ÇİN’İN KÜRESEL REKABETİNDE HONG KONG’UN YERİ
Çin’in ABD ile devam eden gerilimli ticaret müzakereleri ve giderek daha fazla parçalanmaya yüz tutmuş uluslararası sistem, Çin açısından işleri daha da zorlaştırıyor. ABD ile tarife sorunlarını çözmeye çabalayan ve öte yandan “Kuşak ve Yol” gibi devasa bütçeli projelerini ayakta tutmaya çabalayan Çin’in istediği en son şey, içeride uğraşmak zorunda kalacağı sorunlar olacaktır.Fakat Çin Hong Kong’daki protestolar nedeniyle hem ABD ile hem de özellikle İngiltere ile ciddi bir “münakaşaya” girmiş durumda. İngiltere ile mevcut olan derin ekonomik bağlar bile Hong Kong tartışmalarının ateşini düşürmüyor.

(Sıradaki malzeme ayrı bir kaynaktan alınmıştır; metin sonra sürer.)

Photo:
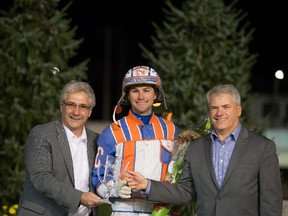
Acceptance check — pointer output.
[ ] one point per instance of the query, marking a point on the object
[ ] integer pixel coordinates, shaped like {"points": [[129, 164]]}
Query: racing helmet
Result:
{"points": [[141, 75]]}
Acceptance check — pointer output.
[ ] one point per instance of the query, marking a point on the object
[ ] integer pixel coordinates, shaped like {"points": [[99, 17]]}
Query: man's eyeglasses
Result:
{"points": [[71, 105]]}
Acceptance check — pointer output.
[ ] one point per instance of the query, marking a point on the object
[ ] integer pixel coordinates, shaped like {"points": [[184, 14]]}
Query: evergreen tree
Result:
{"points": [[36, 48], [203, 44]]}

İngiltere Dışişleri Bakanı Jeremy Hunt Çin’in 1984’te yayımlanan Çin-İngiliz Ortak Bildirgesi’ne uymadığı için bunun sonuçlarına katlanacağı uyarısında bulunarak “Hong Kong halkının arkasındayız ve uluslararası yükümlülüklerin yerine getirilmesini bekliyoruz” dedi. Bunun üzerine Çin’in Londra Büyükelçisi Liu Xiaoming “Bazıları Hong Kong’u hâlâ İngiliz yönetimi altında sanıyor” diyerek tepkisini göstermişti. Hatta Xiaoming bir adım daha öteye giderek “Bay Hunt’a sormak istiyorum: İngiliz sömürge dönemindeki Hong Kong’da herhangi bir demokrasi var mıydı? Hong Kongluların protesto etme hakkı bile yoktu” diyerek iki ülke arasındaki ilişkilerin gerilmesine neden oldu. İngiltere doğrudan Çin yatırımı alan Avrupa ülkelerinin başında geliyor. Üstelik iki ülkenin ticari ilişkisi de üst düzeyde.Öte yandan ABD ile var olan ilişkiler de, ticaret savaşlarının ardından, Hong Kong protestolarıyla birlikte yeni bir teste tabi tutuluyor. Cinping ve Trump’ın Osaka’daki G20 Zirvesi’nde buluşmasının hemen öncesinde Çin basınında çıkan bazı makalelerde görülen “ABD’nin Hong Kong kartını bir pazarlık unsuru olarak kullanmaması gerektiği” şeklindeki söylem, Çin tarafında Hong Kong sorununun uluslararası taraflarca maniple edildiğine duyulan inancı göstermesi açısından önemli.Ayrıca Çin tarafının ulusal egemenlik, ulusal güvenlik ve kalkınma gibi temel çıkar alanlarında taviz vermeyeceği anlayışının yerleşik olduğunu söylemek mümkün. Ancak “bir ülke, iki sistem” modelinin nasıl yürütülebileceği sorusu giderek daha fazla önem kazanıyor.
ŞİMDİ NE OLACAK?
Hong Kong’un Çin’e devredilmesinin 22. yıldönümünde meclisi işgal eden protestocuların duvarlara yazdığı şu slogan dikkat çekiciydi: “Bize barışçıl gösterilerin işe yaramadığını öğrettin”. Bu aynı zamanda, söz konusu protestoların ve bu protestolar içinde filizlenen dinamiklerin şiddete dönük bir zemine kaydığını da gösteriyor.Hong Konglu yöneticiler, yasanın süresiz askıya alınmasına rağmen sokaklardan ayrılmayan kalabalıkların ne istediklerini anlayamadıklarını söylüyor. Oysa bu yeni durumu, Hong Kongluların kimlik sorunlarının “kabarması” olarak okumak mümkün.Şemsiye Hareketi’nden bu yana gelişen dinamik, bir taraftan ağ tabanlı olarak karmaşık bir çizgi izlerken, bir taraftan da bir Hong Konglu kimliği geliştirerek söz konusu hareketin yaşam süresini uzatmaya çalışmakta. Bununla beraber, söz konusu hareketlerin “barışçıl çerçevede yapılan bir yıpratma savaşına” dönüşme endişesi de giderek artıyor.Uzayan protesto gösterilenin hem polis güçlerinin hem de protestocuların stres seviyesini yükseltmesinin, tüm Hong Kong şehrinin “psikolojik sağlığını” kritik bir aşamaya getirdiğini söylemek mümkün. Polisin ve protestocuların uzun süredir karşı karşıya gelmesi kentteki stres seviyesini arttırırken, şehrin yönetilmesini ve güvenliğinin sağlanmasını da giderek zorlaştırıyor.